Law enforcement, tech companies, and the news media are operating under on some type of cooperating agreement which is not transparent to users or the creators of content. In normal human society you know the binds that bond, this is a reasonable expectation, and an expectation that even been challenged in the law. As the law infinitely expands, who am I (as a commoner) to know what I did wrong? Do I have the opportunity to change? Do I have the opportunity to face my accusers in a forum?

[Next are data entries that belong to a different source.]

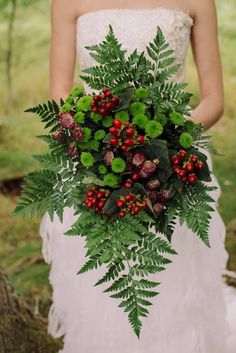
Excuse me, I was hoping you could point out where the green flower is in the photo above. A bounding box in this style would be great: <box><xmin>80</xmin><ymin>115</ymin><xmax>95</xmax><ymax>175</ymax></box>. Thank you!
<box><xmin>155</xmin><ymin>113</ymin><xmax>167</xmax><ymax>126</ymax></box>
<box><xmin>89</xmin><ymin>140</ymin><xmax>100</xmax><ymax>152</ymax></box>
<box><xmin>94</xmin><ymin>130</ymin><xmax>106</xmax><ymax>140</ymax></box>
<box><xmin>111</xmin><ymin>157</ymin><xmax>126</xmax><ymax>173</ymax></box>
<box><xmin>76</xmin><ymin>96</ymin><xmax>93</xmax><ymax>112</ymax></box>
<box><xmin>90</xmin><ymin>112</ymin><xmax>102</xmax><ymax>123</ymax></box>
<box><xmin>83</xmin><ymin>127</ymin><xmax>92</xmax><ymax>142</ymax></box>
<box><xmin>184</xmin><ymin>120</ymin><xmax>196</xmax><ymax>131</ymax></box>
<box><xmin>76</xmin><ymin>142</ymin><xmax>90</xmax><ymax>150</ymax></box>
<box><xmin>133</xmin><ymin>113</ymin><xmax>148</xmax><ymax>129</ymax></box>
<box><xmin>80</xmin><ymin>152</ymin><xmax>95</xmax><ymax>168</ymax></box>
<box><xmin>61</xmin><ymin>103</ymin><xmax>72</xmax><ymax>113</ymax></box>
<box><xmin>170</xmin><ymin>112</ymin><xmax>185</xmax><ymax>125</ymax></box>
<box><xmin>145</xmin><ymin>120</ymin><xmax>163</xmax><ymax>138</ymax></box>
<box><xmin>74</xmin><ymin>112</ymin><xmax>85</xmax><ymax>124</ymax></box>
<box><xmin>70</xmin><ymin>85</ymin><xmax>84</xmax><ymax>97</ymax></box>
<box><xmin>134</xmin><ymin>87</ymin><xmax>149</xmax><ymax>99</ymax></box>
<box><xmin>65</xmin><ymin>96</ymin><xmax>74</xmax><ymax>104</ymax></box>
<box><xmin>103</xmin><ymin>173</ymin><xmax>118</xmax><ymax>187</ymax></box>
<box><xmin>129</xmin><ymin>102</ymin><xmax>146</xmax><ymax>115</ymax></box>
<box><xmin>115</xmin><ymin>110</ymin><xmax>129</xmax><ymax>123</ymax></box>
<box><xmin>102</xmin><ymin>115</ymin><xmax>113</xmax><ymax>127</ymax></box>
<box><xmin>179</xmin><ymin>132</ymin><xmax>193</xmax><ymax>148</ymax></box>
<box><xmin>98</xmin><ymin>165</ymin><xmax>107</xmax><ymax>174</ymax></box>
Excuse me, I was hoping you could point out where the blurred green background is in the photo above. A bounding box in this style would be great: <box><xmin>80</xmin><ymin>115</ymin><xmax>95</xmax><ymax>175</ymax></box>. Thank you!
<box><xmin>0</xmin><ymin>0</ymin><xmax>236</xmax><ymax>315</ymax></box>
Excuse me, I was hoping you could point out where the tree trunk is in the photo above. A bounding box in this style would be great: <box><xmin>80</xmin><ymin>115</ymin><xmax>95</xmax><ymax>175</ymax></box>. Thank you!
<box><xmin>0</xmin><ymin>269</ymin><xmax>61</xmax><ymax>353</ymax></box>
<box><xmin>6</xmin><ymin>0</ymin><xmax>17</xmax><ymax>104</ymax></box>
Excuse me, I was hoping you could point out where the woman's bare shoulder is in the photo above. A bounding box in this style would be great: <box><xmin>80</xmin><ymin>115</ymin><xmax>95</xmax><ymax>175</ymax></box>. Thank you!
<box><xmin>189</xmin><ymin>0</ymin><xmax>216</xmax><ymax>20</ymax></box>
<box><xmin>52</xmin><ymin>0</ymin><xmax>82</xmax><ymax>19</ymax></box>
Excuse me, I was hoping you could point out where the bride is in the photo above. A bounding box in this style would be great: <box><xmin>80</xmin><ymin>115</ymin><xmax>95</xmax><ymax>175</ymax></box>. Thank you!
<box><xmin>40</xmin><ymin>0</ymin><xmax>236</xmax><ymax>353</ymax></box>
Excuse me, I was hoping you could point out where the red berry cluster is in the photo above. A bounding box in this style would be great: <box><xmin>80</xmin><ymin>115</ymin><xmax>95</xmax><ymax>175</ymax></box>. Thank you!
<box><xmin>109</xmin><ymin>119</ymin><xmax>145</xmax><ymax>152</ymax></box>
<box><xmin>171</xmin><ymin>150</ymin><xmax>204</xmax><ymax>183</ymax></box>
<box><xmin>91</xmin><ymin>88</ymin><xmax>120</xmax><ymax>116</ymax></box>
<box><xmin>84</xmin><ymin>185</ymin><xmax>111</xmax><ymax>214</ymax></box>
<box><xmin>116</xmin><ymin>193</ymin><xmax>147</xmax><ymax>218</ymax></box>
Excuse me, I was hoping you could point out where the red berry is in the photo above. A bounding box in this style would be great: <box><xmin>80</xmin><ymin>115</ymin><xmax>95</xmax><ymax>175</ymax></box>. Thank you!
<box><xmin>142</xmin><ymin>200</ymin><xmax>147</xmax><ymax>208</ymax></box>
<box><xmin>102</xmin><ymin>87</ymin><xmax>110</xmax><ymax>94</ymax></box>
<box><xmin>178</xmin><ymin>169</ymin><xmax>186</xmax><ymax>179</ymax></box>
<box><xmin>87</xmin><ymin>189</ymin><xmax>94</xmax><ymax>197</ymax></box>
<box><xmin>131</xmin><ymin>172</ymin><xmax>140</xmax><ymax>181</ymax></box>
<box><xmin>91</xmin><ymin>102</ymin><xmax>98</xmax><ymax>108</ymax></box>
<box><xmin>137</xmin><ymin>135</ymin><xmax>145</xmax><ymax>144</ymax></box>
<box><xmin>187</xmin><ymin>173</ymin><xmax>197</xmax><ymax>183</ymax></box>
<box><xmin>91</xmin><ymin>197</ymin><xmax>97</xmax><ymax>205</ymax></box>
<box><xmin>97</xmin><ymin>200</ymin><xmax>106</xmax><ymax>208</ymax></box>
<box><xmin>125</xmin><ymin>127</ymin><xmax>135</xmax><ymax>136</ymax></box>
<box><xmin>119</xmin><ymin>210</ymin><xmax>126</xmax><ymax>218</ymax></box>
<box><xmin>68</xmin><ymin>148</ymin><xmax>78</xmax><ymax>156</ymax></box>
<box><xmin>190</xmin><ymin>155</ymin><xmax>198</xmax><ymax>163</ymax></box>
<box><xmin>110</xmin><ymin>137</ymin><xmax>119</xmax><ymax>146</ymax></box>
<box><xmin>178</xmin><ymin>150</ymin><xmax>187</xmax><ymax>158</ymax></box>
<box><xmin>171</xmin><ymin>156</ymin><xmax>180</xmax><ymax>165</ymax></box>
<box><xmin>184</xmin><ymin>163</ymin><xmax>194</xmax><ymax>172</ymax></box>
<box><xmin>93</xmin><ymin>95</ymin><xmax>101</xmax><ymax>102</ymax></box>
<box><xmin>92</xmin><ymin>107</ymin><xmax>100</xmax><ymax>114</ymax></box>
<box><xmin>86</xmin><ymin>200</ymin><xmax>93</xmax><ymax>208</ymax></box>
<box><xmin>111</xmin><ymin>96</ymin><xmax>120</xmax><ymax>105</ymax></box>
<box><xmin>116</xmin><ymin>199</ymin><xmax>125</xmax><ymax>208</ymax></box>
<box><xmin>109</xmin><ymin>126</ymin><xmax>119</xmax><ymax>135</ymax></box>
<box><xmin>113</xmin><ymin>119</ymin><xmax>122</xmax><ymax>129</ymax></box>
<box><xmin>125</xmin><ymin>139</ymin><xmax>134</xmax><ymax>146</ymax></box>
<box><xmin>173</xmin><ymin>165</ymin><xmax>180</xmax><ymax>173</ymax></box>
<box><xmin>121</xmin><ymin>145</ymin><xmax>129</xmax><ymax>152</ymax></box>
<box><xmin>96</xmin><ymin>191</ymin><xmax>104</xmax><ymax>199</ymax></box>
<box><xmin>106</xmin><ymin>102</ymin><xmax>113</xmax><ymax>110</ymax></box>
<box><xmin>52</xmin><ymin>131</ymin><xmax>63</xmax><ymax>140</ymax></box>
<box><xmin>196</xmin><ymin>161</ymin><xmax>204</xmax><ymax>169</ymax></box>
<box><xmin>134</xmin><ymin>206</ymin><xmax>141</xmax><ymax>214</ymax></box>
<box><xmin>124</xmin><ymin>180</ymin><xmax>132</xmax><ymax>189</ymax></box>
<box><xmin>100</xmin><ymin>108</ymin><xmax>107</xmax><ymax>116</ymax></box>
<box><xmin>125</xmin><ymin>194</ymin><xmax>133</xmax><ymax>201</ymax></box>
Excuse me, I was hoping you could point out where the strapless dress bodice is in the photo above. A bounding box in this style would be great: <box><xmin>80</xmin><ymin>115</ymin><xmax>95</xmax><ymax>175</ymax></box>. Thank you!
<box><xmin>76</xmin><ymin>8</ymin><xmax>193</xmax><ymax>90</ymax></box>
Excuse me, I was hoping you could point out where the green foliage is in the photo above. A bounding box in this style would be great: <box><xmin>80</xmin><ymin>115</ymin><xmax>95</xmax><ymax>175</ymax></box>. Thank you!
<box><xmin>26</xmin><ymin>100</ymin><xmax>60</xmax><ymax>133</ymax></box>
<box><xmin>67</xmin><ymin>209</ymin><xmax>175</xmax><ymax>337</ymax></box>
<box><xmin>81</xmin><ymin>26</ymin><xmax>191</xmax><ymax>114</ymax></box>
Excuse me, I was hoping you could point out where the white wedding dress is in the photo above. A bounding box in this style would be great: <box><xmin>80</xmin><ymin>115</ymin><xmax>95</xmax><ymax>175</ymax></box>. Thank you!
<box><xmin>40</xmin><ymin>8</ymin><xmax>236</xmax><ymax>353</ymax></box>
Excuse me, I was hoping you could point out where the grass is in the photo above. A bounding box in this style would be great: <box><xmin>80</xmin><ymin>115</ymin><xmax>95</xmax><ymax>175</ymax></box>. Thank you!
<box><xmin>0</xmin><ymin>0</ymin><xmax>236</xmax><ymax>313</ymax></box>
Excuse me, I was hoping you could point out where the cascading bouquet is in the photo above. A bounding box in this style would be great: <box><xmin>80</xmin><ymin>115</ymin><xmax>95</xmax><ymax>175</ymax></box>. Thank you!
<box><xmin>15</xmin><ymin>27</ymin><xmax>218</xmax><ymax>337</ymax></box>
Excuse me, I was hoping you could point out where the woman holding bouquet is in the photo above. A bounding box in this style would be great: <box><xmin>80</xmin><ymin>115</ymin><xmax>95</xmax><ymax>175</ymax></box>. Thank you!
<box><xmin>38</xmin><ymin>0</ymin><xmax>236</xmax><ymax>353</ymax></box>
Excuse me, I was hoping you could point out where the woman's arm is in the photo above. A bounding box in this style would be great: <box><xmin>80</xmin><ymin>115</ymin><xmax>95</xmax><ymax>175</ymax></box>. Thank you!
<box><xmin>191</xmin><ymin>0</ymin><xmax>224</xmax><ymax>129</ymax></box>
<box><xmin>50</xmin><ymin>0</ymin><xmax>78</xmax><ymax>101</ymax></box>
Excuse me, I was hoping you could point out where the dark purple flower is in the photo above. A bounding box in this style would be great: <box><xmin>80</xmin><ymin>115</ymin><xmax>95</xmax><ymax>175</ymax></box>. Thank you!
<box><xmin>59</xmin><ymin>113</ymin><xmax>75</xmax><ymax>129</ymax></box>
<box><xmin>139</xmin><ymin>161</ymin><xmax>157</xmax><ymax>178</ymax></box>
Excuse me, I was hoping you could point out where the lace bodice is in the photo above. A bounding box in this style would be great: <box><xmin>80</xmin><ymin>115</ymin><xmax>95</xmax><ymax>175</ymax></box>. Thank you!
<box><xmin>77</xmin><ymin>8</ymin><xmax>193</xmax><ymax>89</ymax></box>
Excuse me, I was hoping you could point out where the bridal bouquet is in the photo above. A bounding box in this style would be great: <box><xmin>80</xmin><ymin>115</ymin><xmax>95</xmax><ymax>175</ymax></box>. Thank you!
<box><xmin>15</xmin><ymin>27</ymin><xmax>218</xmax><ymax>336</ymax></box>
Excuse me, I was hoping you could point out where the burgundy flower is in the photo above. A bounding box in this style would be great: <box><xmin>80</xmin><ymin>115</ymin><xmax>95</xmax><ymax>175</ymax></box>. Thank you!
<box><xmin>131</xmin><ymin>152</ymin><xmax>146</xmax><ymax>168</ymax></box>
<box><xmin>72</xmin><ymin>127</ymin><xmax>84</xmax><ymax>140</ymax></box>
<box><xmin>59</xmin><ymin>113</ymin><xmax>75</xmax><ymax>129</ymax></box>
<box><xmin>146</xmin><ymin>179</ymin><xmax>161</xmax><ymax>190</ymax></box>
<box><xmin>153</xmin><ymin>203</ymin><xmax>164</xmax><ymax>214</ymax></box>
<box><xmin>139</xmin><ymin>161</ymin><xmax>157</xmax><ymax>178</ymax></box>
<box><xmin>52</xmin><ymin>130</ymin><xmax>63</xmax><ymax>140</ymax></box>
<box><xmin>104</xmin><ymin>151</ymin><xmax>115</xmax><ymax>167</ymax></box>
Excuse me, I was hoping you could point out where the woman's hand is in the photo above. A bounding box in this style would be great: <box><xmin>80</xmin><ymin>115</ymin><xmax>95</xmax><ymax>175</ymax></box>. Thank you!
<box><xmin>190</xmin><ymin>0</ymin><xmax>224</xmax><ymax>130</ymax></box>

Our rights, and the framework they reside in, are far too outdated for this sort of problem. The leaders we have in both business and government are too cowardly, weak, or self-interested to directly address the McCarthy-esque patterns that are beginning to emerge that seem to be opportunistically aligned to further narratives.

1 comments

If your point is that the originators of the Biden story are shocked and confused that it's being suppressed in an opaque tech cooperating agreement, they shouldn't be: the story is being suppressed because it's at best illegally obtained data, and at worst deliberately falsified; and in either case, it's now being used by bad actors in an attempt to manipulate the results of the election. There's no mystery here: Twitter is being very clear about why this story is blocked.
As Matt stated, and really the whole point of the article, the Biden story doesn't matter. Forget about charging Biden with any wrong-doing for a moment and see what this relationship and mechanism between law enforcement, tech companies, and media entities is for its merits: The same mechanism that autocratic governments use for control and operated in the name of "the public good".
I don't follow, are you suggesting that Tech companies and the media, in acting directly in opposition to the sitting president, are somehow forming an autocracy? Does that word continue to have a meaning?